The Preparedness Movement, also referred to as the Preparedness Controversy, was a campaign led by Leonard Wood and Theodore Roosevelt to strengthen the military of the United States after the outbreak of World War I. Wood advocated a summer training school for reserve officers to be held in Plattsburg, New York.

The movement was originally opposed by President Woodrow Wilson, who believed the United States should be in a position of armed neutrality. Several organizations were formed around the Preparedness Movement and held parades and organized opposition to Wilson's policies. After the Lusitania was sunk by German U-boats on May 7, 1915 and Pancho Villa launched his raid against Columbus, New Mexico, Wilson's attitude changed. Congress passed the National Defense Act of 1916 in June 1916 to authorize an enormous increase in the size of the military, and the Preparedness Movement faded.

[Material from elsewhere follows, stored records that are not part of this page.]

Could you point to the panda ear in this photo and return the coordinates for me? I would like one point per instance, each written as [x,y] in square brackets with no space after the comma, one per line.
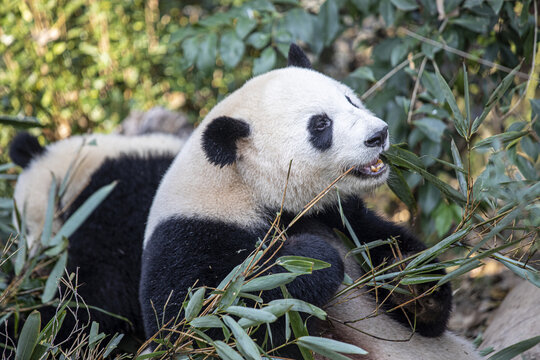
[298,58]
[219,139]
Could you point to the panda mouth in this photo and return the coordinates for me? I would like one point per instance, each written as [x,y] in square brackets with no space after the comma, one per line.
[375,168]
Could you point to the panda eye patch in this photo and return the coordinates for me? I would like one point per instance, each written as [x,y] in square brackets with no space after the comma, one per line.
[350,102]
[320,131]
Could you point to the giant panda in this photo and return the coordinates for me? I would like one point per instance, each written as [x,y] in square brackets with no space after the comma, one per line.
[227,184]
[105,250]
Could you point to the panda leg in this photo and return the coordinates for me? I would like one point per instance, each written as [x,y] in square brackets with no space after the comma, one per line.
[430,310]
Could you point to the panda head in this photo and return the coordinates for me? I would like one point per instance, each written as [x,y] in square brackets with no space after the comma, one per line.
[301,117]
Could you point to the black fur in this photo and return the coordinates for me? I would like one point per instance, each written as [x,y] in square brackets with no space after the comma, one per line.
[297,57]
[320,128]
[107,248]
[24,148]
[219,139]
[369,227]
[183,250]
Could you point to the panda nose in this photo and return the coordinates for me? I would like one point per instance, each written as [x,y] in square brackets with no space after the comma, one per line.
[378,138]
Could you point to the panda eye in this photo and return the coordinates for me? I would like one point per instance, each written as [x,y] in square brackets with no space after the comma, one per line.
[320,122]
[350,102]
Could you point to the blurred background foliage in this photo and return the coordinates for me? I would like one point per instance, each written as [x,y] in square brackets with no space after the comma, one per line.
[80,66]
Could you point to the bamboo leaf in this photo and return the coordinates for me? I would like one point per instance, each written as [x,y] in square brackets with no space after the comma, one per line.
[207,321]
[459,121]
[500,139]
[494,98]
[301,265]
[397,183]
[195,304]
[53,279]
[459,173]
[463,269]
[29,336]
[406,159]
[302,306]
[269,282]
[245,344]
[299,330]
[252,314]
[331,345]
[467,100]
[82,213]
[440,247]
[226,352]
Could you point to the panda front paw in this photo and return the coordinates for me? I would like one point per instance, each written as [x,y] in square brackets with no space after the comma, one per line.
[427,310]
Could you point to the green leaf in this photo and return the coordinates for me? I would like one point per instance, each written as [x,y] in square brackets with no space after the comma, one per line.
[195,304]
[206,59]
[516,349]
[299,330]
[53,279]
[467,100]
[232,292]
[258,40]
[397,183]
[405,5]
[406,159]
[432,128]
[494,98]
[419,279]
[231,49]
[268,282]
[82,213]
[207,321]
[459,174]
[265,62]
[328,21]
[20,122]
[459,120]
[244,26]
[499,140]
[437,249]
[245,344]
[252,314]
[226,352]
[300,264]
[29,336]
[299,305]
[112,344]
[474,23]
[462,269]
[332,345]
[387,12]
[398,53]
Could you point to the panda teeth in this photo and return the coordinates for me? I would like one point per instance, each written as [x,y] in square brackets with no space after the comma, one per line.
[377,166]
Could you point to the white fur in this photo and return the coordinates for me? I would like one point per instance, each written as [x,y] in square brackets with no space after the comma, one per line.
[79,152]
[277,106]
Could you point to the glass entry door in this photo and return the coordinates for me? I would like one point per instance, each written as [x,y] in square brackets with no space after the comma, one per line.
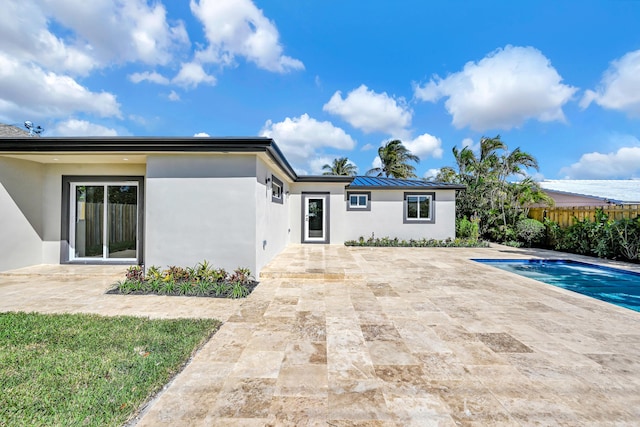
[104,221]
[315,218]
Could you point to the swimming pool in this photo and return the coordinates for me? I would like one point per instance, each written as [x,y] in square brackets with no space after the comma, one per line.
[619,287]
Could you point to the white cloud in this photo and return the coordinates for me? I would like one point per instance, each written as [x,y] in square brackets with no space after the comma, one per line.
[316,164]
[425,145]
[369,111]
[473,146]
[119,31]
[376,163]
[46,44]
[173,96]
[152,77]
[191,75]
[503,90]
[238,28]
[431,173]
[620,86]
[74,127]
[29,91]
[303,138]
[621,164]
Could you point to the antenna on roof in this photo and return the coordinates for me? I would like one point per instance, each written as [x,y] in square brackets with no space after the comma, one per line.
[33,130]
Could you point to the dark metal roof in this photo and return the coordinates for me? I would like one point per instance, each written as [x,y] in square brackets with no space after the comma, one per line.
[325,178]
[368,182]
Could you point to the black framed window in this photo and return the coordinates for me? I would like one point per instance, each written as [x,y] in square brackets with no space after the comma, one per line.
[359,201]
[419,208]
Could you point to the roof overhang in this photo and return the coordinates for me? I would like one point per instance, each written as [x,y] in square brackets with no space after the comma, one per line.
[142,146]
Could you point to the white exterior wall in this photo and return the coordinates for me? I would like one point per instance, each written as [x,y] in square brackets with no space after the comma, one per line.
[272,219]
[385,219]
[52,197]
[201,208]
[21,213]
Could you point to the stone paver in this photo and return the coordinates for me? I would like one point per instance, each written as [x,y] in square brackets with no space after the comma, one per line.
[337,336]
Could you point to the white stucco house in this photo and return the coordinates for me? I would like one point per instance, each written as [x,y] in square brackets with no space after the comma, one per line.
[178,201]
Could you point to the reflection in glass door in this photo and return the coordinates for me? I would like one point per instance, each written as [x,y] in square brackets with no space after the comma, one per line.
[315,218]
[104,221]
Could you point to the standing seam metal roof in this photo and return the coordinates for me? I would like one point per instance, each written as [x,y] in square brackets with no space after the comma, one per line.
[394,183]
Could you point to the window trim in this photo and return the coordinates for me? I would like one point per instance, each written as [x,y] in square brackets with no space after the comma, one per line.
[365,208]
[279,198]
[432,213]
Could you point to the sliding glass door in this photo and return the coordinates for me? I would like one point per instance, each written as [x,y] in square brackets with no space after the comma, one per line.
[104,221]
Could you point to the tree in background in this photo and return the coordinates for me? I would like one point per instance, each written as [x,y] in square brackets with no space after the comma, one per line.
[489,197]
[395,158]
[340,166]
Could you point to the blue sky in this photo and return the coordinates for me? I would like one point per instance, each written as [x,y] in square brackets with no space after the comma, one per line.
[326,79]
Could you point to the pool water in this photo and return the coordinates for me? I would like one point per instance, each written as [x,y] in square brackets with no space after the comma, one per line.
[619,287]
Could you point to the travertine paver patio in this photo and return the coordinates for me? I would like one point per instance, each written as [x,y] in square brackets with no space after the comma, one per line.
[337,336]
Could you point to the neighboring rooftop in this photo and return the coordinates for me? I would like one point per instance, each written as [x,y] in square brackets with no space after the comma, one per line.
[8,131]
[619,191]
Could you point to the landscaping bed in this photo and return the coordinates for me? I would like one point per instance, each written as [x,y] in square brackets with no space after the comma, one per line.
[417,243]
[200,281]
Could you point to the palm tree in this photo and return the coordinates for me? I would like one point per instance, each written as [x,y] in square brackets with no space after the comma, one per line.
[395,159]
[341,166]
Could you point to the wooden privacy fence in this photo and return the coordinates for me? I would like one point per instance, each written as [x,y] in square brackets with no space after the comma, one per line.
[564,216]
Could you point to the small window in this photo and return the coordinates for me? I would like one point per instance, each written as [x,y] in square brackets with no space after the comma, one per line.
[359,201]
[418,208]
[276,190]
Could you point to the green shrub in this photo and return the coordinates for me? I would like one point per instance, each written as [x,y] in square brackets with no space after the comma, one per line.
[468,229]
[202,280]
[416,243]
[530,231]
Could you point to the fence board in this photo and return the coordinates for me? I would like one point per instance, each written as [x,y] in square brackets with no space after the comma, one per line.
[565,216]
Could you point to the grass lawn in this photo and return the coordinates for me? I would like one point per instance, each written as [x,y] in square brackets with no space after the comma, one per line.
[79,369]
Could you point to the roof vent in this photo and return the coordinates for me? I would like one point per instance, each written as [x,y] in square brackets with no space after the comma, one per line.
[33,130]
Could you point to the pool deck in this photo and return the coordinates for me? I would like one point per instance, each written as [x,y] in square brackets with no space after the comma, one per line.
[337,336]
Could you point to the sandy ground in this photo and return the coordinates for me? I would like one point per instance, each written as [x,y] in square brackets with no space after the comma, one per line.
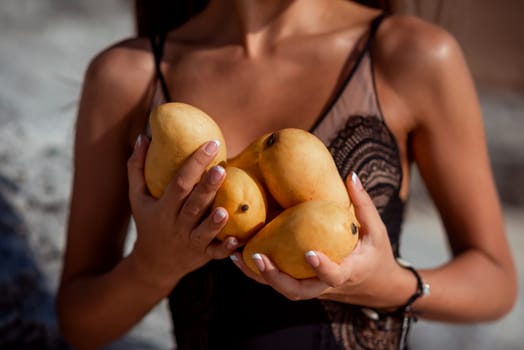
[44,49]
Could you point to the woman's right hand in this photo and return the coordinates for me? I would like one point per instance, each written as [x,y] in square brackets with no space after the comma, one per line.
[176,233]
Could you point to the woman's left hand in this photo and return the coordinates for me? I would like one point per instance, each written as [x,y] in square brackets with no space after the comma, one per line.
[368,276]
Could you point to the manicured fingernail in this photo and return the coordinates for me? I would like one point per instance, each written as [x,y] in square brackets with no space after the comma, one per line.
[212,147]
[257,259]
[216,174]
[232,243]
[219,215]
[356,181]
[234,259]
[312,258]
[138,141]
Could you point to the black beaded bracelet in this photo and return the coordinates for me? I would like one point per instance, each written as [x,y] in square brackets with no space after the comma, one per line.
[423,289]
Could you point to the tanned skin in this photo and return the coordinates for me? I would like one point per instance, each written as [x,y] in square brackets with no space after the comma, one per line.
[241,62]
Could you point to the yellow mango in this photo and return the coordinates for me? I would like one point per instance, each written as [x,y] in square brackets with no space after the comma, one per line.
[319,225]
[296,167]
[244,199]
[177,131]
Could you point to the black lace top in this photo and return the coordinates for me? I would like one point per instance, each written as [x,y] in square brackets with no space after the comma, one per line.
[218,307]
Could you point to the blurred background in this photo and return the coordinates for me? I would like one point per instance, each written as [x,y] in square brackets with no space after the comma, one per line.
[45,46]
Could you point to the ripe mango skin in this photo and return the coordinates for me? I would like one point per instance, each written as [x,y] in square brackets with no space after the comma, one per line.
[319,225]
[244,199]
[297,167]
[177,131]
[294,166]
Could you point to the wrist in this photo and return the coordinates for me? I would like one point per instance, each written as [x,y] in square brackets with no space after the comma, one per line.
[422,289]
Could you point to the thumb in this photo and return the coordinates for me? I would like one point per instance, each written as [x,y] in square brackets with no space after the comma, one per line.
[135,169]
[365,210]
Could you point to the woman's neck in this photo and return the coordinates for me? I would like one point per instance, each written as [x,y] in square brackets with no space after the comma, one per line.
[257,25]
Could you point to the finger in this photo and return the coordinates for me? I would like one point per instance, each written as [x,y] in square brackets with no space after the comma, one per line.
[135,169]
[237,259]
[221,250]
[365,210]
[327,270]
[201,197]
[286,285]
[202,236]
[190,173]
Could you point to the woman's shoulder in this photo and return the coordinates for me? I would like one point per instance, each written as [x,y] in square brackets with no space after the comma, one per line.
[118,85]
[405,41]
[129,59]
[419,61]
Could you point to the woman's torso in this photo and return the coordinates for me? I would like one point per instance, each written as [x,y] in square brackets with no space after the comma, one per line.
[331,91]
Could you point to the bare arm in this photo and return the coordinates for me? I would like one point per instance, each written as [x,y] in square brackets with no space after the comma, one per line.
[448,145]
[427,84]
[102,294]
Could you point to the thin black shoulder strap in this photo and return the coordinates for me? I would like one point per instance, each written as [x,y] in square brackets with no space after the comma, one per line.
[157,44]
[375,24]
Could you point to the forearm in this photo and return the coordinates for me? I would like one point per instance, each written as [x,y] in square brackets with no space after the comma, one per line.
[471,288]
[95,310]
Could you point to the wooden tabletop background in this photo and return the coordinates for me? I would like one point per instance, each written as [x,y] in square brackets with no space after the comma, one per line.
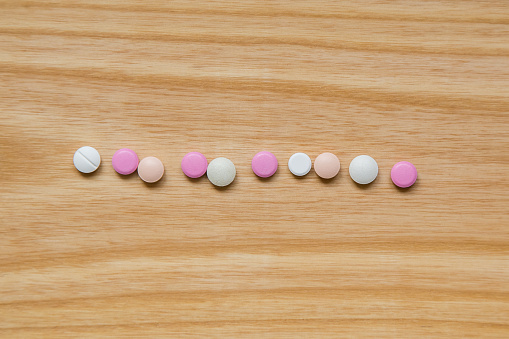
[105,255]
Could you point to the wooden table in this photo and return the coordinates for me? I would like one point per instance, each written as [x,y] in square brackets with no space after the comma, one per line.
[104,255]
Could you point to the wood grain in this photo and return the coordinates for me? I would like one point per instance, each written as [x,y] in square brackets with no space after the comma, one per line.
[108,256]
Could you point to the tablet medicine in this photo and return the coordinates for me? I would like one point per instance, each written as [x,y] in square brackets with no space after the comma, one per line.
[125,161]
[194,164]
[299,164]
[404,174]
[264,164]
[363,169]
[327,165]
[221,172]
[87,159]
[150,169]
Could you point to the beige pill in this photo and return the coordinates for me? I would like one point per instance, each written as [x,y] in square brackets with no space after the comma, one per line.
[150,169]
[327,165]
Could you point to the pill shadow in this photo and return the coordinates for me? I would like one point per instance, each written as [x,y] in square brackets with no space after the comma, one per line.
[407,189]
[226,188]
[93,174]
[156,184]
[332,180]
[269,179]
[127,176]
[367,187]
[196,180]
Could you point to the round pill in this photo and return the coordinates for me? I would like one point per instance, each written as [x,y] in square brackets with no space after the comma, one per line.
[86,159]
[363,169]
[404,174]
[327,165]
[264,164]
[221,172]
[125,161]
[150,169]
[194,164]
[299,164]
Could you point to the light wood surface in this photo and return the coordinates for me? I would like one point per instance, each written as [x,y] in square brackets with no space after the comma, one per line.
[108,256]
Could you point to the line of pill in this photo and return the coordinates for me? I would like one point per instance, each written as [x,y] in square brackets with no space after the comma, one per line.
[221,171]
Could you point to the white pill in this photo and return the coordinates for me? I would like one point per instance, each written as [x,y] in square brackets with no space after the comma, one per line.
[221,172]
[363,169]
[299,164]
[87,159]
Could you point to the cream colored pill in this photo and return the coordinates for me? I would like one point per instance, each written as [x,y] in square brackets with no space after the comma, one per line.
[150,169]
[86,159]
[363,169]
[221,172]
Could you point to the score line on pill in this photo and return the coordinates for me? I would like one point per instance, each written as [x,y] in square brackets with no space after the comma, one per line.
[87,159]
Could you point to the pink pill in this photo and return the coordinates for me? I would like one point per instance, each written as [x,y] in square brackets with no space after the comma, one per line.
[194,164]
[404,174]
[264,164]
[327,165]
[125,161]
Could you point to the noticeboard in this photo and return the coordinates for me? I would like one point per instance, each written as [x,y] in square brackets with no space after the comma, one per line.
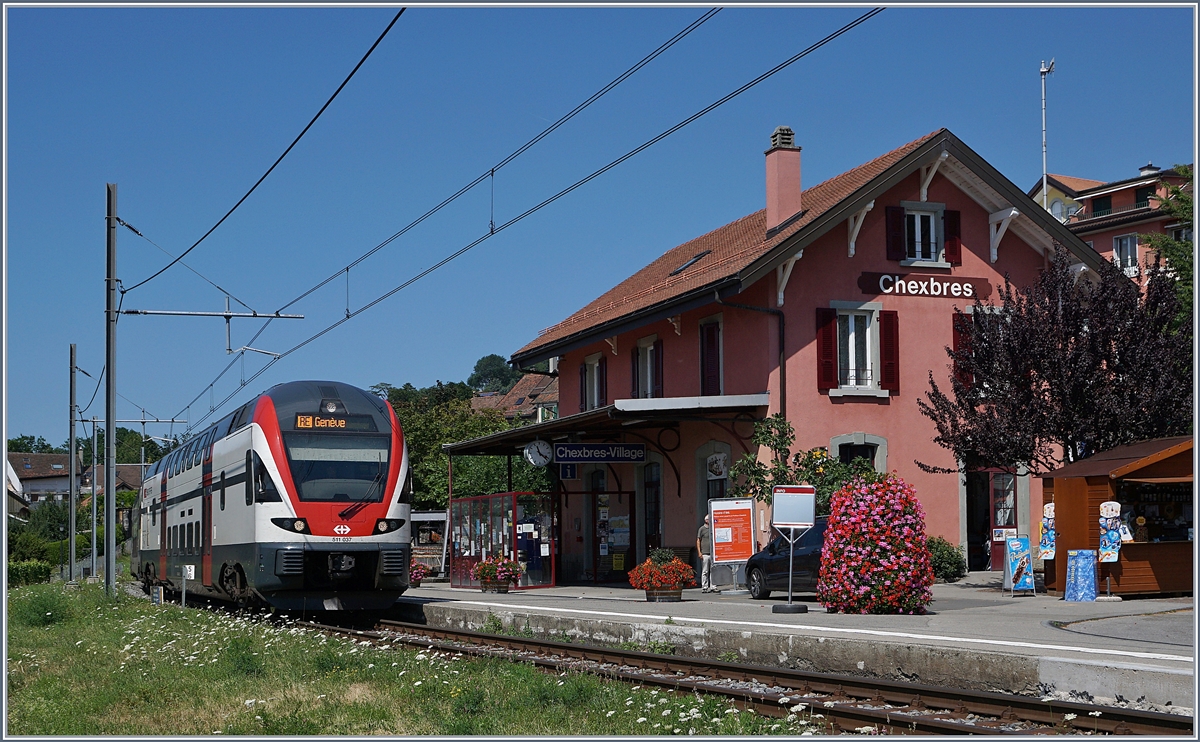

In 1915, a strong "preparedness" movement emerged. It argued that the United States needed to immediately build up strong naval and land forces for defensive purposes; an unspoken assumption was that the US would fight sooner or later. General Leonard Wood (still on active duty after serving a term as Chief of Staff of the Army), ex-president Theodore Roosevelt, and former secretaries of war Elihu Root and Henry Stimson were the driving forces behind the Preparedness Movement, along with many of the nation's most prominent bankers, industrialists, lawyers and scions of prominent families. There emerged an "Atlanticist" foreign policy establishment, a group of influential Americans drawn primarily from upper-class lawyers, bankers, academics, and politicians of the Northeast US, committed to a strand of Anglophile internationalism.